So it turns out writing a novel in November is pretty much the stupidest idea anyone has ever had.
Probably the person who thought it up was some kind of novel-writing savant. Good for you, smart ass!
I wrote a portion of a novel this month, which was fun. It actually really was fun. Whereas the first novel I wrote was like ... oh, I don't know. Stabbing myself repeatedly? While sobbing? It was so difficult, probably because it was too close to home. Which is cliche, I know. Stupid novice novelists writing fictional books that are really about themselves. Go dig a ditch, ya dumb writers.
It really is stupid. But I had to get it out of the way so I could write about other stuff. Like the future and clones and weird technology and outer space. Because I am a science fiction writer now? Sure.

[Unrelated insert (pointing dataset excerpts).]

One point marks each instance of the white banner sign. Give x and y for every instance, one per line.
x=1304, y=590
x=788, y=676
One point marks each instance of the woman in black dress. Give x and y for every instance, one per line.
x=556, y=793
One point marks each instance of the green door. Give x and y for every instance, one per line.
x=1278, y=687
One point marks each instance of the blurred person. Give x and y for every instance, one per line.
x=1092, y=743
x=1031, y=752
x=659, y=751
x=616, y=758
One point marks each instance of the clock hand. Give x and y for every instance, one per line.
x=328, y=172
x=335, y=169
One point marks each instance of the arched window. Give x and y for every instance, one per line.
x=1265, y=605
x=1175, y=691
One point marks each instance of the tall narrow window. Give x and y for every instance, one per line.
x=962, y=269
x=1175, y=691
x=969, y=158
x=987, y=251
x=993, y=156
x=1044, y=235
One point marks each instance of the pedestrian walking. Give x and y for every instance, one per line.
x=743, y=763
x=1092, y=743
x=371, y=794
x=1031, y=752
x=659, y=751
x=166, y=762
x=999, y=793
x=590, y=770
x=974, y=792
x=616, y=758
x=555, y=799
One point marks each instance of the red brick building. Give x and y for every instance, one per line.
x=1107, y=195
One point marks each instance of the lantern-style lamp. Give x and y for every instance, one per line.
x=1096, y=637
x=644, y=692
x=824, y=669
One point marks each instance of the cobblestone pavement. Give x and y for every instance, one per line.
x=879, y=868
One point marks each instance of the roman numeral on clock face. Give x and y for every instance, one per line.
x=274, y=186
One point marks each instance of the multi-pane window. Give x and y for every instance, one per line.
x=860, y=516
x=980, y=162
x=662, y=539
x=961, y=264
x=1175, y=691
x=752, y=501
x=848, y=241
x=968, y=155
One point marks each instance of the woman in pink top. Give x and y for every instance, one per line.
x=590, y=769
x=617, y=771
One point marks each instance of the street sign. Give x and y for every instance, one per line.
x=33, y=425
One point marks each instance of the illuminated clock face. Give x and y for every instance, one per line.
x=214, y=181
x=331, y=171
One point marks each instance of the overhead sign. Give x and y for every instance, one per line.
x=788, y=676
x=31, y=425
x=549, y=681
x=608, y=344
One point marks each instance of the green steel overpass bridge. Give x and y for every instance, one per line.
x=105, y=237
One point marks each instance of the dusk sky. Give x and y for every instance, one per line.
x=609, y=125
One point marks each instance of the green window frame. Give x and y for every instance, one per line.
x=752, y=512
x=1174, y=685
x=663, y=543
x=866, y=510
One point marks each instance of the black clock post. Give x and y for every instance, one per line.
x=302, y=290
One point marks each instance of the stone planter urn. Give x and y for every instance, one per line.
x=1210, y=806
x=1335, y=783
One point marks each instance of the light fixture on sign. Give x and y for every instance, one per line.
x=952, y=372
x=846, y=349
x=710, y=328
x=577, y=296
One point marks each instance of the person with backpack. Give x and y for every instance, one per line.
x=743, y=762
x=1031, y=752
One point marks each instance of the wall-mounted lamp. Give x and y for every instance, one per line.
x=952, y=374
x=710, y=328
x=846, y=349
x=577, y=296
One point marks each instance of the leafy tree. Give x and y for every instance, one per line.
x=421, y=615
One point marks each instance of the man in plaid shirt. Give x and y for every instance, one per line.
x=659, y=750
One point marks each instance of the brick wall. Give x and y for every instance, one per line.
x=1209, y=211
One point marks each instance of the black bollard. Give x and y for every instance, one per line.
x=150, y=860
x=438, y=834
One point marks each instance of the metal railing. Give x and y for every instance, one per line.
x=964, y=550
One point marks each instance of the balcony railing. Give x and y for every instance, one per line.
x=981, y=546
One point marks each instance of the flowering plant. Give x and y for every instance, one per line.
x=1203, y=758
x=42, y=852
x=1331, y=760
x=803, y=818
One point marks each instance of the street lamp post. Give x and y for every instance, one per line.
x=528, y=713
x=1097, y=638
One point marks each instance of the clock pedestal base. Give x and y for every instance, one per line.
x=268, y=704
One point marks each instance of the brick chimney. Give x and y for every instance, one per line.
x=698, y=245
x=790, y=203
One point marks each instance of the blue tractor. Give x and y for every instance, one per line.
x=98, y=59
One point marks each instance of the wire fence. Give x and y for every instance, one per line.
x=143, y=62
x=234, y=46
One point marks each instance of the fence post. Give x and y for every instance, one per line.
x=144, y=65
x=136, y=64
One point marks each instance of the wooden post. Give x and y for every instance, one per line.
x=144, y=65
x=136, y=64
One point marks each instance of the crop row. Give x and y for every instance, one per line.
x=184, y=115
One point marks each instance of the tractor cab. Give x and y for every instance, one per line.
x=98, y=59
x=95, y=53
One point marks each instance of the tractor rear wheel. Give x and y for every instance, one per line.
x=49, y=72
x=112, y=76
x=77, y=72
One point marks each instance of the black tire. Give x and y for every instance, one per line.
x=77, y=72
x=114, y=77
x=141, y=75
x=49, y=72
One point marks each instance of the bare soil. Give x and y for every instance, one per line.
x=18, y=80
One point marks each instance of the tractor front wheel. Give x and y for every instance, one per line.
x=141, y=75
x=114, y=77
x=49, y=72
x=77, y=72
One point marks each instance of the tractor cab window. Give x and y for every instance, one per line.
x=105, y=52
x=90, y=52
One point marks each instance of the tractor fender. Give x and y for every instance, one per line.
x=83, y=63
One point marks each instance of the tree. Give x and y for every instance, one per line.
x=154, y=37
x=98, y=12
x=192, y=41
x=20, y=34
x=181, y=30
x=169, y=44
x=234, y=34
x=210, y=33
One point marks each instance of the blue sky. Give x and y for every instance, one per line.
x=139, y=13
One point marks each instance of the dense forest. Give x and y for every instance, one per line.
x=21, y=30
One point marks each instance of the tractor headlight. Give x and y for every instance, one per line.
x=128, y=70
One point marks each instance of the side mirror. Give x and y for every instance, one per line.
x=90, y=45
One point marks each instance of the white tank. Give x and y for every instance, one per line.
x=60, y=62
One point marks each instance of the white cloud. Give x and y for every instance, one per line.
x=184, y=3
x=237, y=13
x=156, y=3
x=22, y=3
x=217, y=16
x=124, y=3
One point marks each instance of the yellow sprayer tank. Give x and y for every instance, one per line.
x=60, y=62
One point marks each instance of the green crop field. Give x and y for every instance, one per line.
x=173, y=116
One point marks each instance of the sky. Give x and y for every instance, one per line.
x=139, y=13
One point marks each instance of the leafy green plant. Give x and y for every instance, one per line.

I don't know anything anymore.
In any case, I wrote a lot of words, but I think probably I only wrote about a sixth of what I ought to write in order for it to be considered a novel. I'm going to keep slogging away at it. Maybe it will just be a novella and I'll throw it up on the interwebs for people to download for like 43 cents. That's pretty affordable, right? I think I would need to sell just over 116,000 copies in order to make 50K. No problem. People really enjoy un-edited stories about the future that were written frantically by a person who has never written science fiction in her life. They really love that shit.